- Directed by: Louis Bélanger
- Written by: Louis Bélanger Denise Robert
- Produced by: Denise Robert
- Starring: Rémy Girard Geneviève Schmidt Pier-Luc Funk Claude Legault Guylaine Tremblay
- Cinematography: Jérôme Sabourin
- Edited by: Claude Palardy
- Music by: Martin Roy Simon Roy
- Production company: Cinémaginaire
- Distributed by: TVA Films
- Release date: July 6, 2026;
- Running time: 94 minutes
- Country: Canada
- Language: French

= 125, rue des Malaises =

2026 Canadian comedy-drama film

125, rue des Malaises is a Canadian comedy-drama film, directed by Louis Bélanger and released in 2026. The film stars Rémy Girard as Laurent Perrier, a man in his 70s who invites his daughter Marie-Claude (Geneviève Schmidt) over to announce both that he has scheduled his death via medical assistance in dying, and that he has an illegitimate son, Jacob (Pier-Luc Funk) whom he never told her about.

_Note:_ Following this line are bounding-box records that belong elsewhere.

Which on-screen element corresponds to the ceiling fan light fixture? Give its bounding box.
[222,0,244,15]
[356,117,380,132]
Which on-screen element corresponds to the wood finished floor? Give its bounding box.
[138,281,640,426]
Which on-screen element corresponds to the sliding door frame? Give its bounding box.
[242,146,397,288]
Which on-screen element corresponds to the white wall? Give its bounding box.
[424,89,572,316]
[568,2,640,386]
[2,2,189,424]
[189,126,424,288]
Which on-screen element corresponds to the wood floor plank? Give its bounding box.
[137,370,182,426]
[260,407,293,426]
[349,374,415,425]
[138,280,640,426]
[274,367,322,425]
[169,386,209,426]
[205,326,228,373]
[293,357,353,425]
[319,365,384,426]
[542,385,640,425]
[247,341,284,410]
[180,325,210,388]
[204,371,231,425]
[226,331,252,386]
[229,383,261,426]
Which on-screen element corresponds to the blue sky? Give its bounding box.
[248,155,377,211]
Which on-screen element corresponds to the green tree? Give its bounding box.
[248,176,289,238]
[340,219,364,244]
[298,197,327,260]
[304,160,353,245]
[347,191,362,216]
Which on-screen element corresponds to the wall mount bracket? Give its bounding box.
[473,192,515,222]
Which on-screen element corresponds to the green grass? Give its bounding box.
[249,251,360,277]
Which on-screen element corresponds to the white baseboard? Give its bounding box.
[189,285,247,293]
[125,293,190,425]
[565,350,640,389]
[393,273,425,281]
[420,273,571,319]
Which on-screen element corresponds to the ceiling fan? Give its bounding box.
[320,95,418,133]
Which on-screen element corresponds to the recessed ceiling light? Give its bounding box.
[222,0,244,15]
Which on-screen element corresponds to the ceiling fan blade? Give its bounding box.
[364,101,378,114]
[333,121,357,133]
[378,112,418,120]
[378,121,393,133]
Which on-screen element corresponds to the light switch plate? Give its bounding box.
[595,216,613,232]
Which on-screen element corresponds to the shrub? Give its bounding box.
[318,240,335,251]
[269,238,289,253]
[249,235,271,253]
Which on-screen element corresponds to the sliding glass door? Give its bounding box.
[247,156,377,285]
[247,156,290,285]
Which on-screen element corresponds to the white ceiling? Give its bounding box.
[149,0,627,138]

The cast also includes Claude Legault as Laurent's neighbour Martin, and Guylaine Tremblay as Chantal Pitre, the notary with whom Laurent has prepared his will.

The film was made through a partially improvisational process, with the actors given a basic story outline but free to improvise much of their dialogue.

The film premiered on July 6, 2026, in Montreal, before opening commercially across Quebec on July 16. It passed the $1 million box office marker after ten days in theatres, and surpassed $2.5 million after a month.